Journalist-turned-filmmaker Natesh Hegde’s Pedro , about a village electrician of the same name, was shot in his own home town, Sirsi, in the Western Ghats. His entire cast is drawn locally, and includes his father playing one of the roles. “I hope our small film gets visibility at the international level,” says Mr. Hegde.

Uljhan

An academic who teaches film at College of Mount Saint Vincent in New York, Ashish Pant first wrote the script of Uljhan during the screenwriting class while pursuing a Master of Fine Arts programme at the Columbia University. It’s a “human drama” about an accident and the rift it creates between a couple. “It uses suspense as a driving tool,” says Mr. Pant. It’s about how the differing approaches of two individuals to the same incident can trigger fissures, and how and why they react the way they do. “It will get out to a wider industry audience. It is difficult for a small film to be able to do that,” Mr. Pant says of the significance of being in the ‘Goes to Cannes’ programme.

Fire in the Mountains

Ajitpal Singh’s Fire in the Mountains is inspired from an incident in his own family, when an educated and well-read cousin of his died because of lack of hospitalisation, and all because her husband thought she was possessed by a ghost.
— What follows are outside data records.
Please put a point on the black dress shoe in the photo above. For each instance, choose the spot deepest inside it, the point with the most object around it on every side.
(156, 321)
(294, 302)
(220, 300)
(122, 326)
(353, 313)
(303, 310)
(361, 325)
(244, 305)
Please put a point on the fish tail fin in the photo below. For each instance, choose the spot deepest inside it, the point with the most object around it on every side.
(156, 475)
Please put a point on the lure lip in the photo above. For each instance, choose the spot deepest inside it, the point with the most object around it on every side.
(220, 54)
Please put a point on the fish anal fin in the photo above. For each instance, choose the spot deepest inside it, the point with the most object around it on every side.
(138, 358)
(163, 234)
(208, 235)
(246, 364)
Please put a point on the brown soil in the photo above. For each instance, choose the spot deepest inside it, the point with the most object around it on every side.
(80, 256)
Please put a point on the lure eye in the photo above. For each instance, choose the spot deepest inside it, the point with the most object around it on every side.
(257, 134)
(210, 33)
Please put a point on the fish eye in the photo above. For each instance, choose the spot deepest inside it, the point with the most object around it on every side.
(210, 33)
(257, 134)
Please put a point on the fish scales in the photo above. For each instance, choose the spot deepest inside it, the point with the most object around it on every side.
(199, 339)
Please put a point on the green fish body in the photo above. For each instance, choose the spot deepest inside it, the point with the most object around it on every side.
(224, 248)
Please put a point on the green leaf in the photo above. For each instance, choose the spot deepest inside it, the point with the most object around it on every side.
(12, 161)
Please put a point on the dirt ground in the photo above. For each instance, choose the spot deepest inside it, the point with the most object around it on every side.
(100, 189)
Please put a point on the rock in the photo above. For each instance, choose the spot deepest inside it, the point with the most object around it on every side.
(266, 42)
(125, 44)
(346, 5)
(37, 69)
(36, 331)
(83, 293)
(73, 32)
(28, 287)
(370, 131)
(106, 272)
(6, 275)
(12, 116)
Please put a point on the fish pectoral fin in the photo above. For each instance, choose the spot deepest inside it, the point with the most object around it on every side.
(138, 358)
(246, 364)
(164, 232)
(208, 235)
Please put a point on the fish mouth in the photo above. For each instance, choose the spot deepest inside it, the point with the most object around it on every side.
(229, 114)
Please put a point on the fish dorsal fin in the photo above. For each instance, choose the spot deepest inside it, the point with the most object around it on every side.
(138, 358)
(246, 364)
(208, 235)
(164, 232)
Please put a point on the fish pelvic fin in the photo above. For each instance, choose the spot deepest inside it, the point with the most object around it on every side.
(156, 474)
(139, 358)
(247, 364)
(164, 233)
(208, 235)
His film revolves around a progressive woman and an orthodox man, is set in the hills of Uttarakhand and draws from the local rituals like the “ jaagar ” in which gods, local deities and ancestral spirits are invoked and woken up through music to ask them for cures and remedies. Being a part of the ‘Goes to Cannes’ programme, Mr. Singh feels the film won’t find it difficult to muster eyeballs. “They are already promoting it well. We won’t have to struggle to get attention because it is part of a flagship programme. It’s we who have to be clear about what we want [from the participation],” he says. His aim is to look for film festival premieres and deals on major OTT platforms.

Shankar’s Fairies

It was her grandmother’s death and the impending sale of the ancestral house that made theatre director and solo performer Irfana Majumdar to shoot her first feature film there. The story of Shankar’s Fairies came from her own mother, derived from the memories of her childhood. “Set in 1962, it is about a nine-year-old daughter of the Senior Superintendent of Police in Lucknow. It is about her relationship with the family servant Shankar and also talks about the social situation of the time,” says Ms. Majumdar.

A shot at deals

The five Indian films will be part of the 20 curated projects from four festivals/ markets across the globe and will have a shot at striking major business deals. The other three festivals include the traditional ‘Goes to Cannes’ partners — Hong Kong-Asia Film Financing Forum (HAF), Poland’s New Horizons International Film Festival, and the Thessaloniki International Film Festival.

One more Indian production, a documentary called The Borderlands , about life along the Indian border, features in the ‘Goes to Cannes’ section through HAF. It has been directed by Samarth Mahajan and produced by Akshay Gangwar and Sunil Doshi of content development platform All Things Small.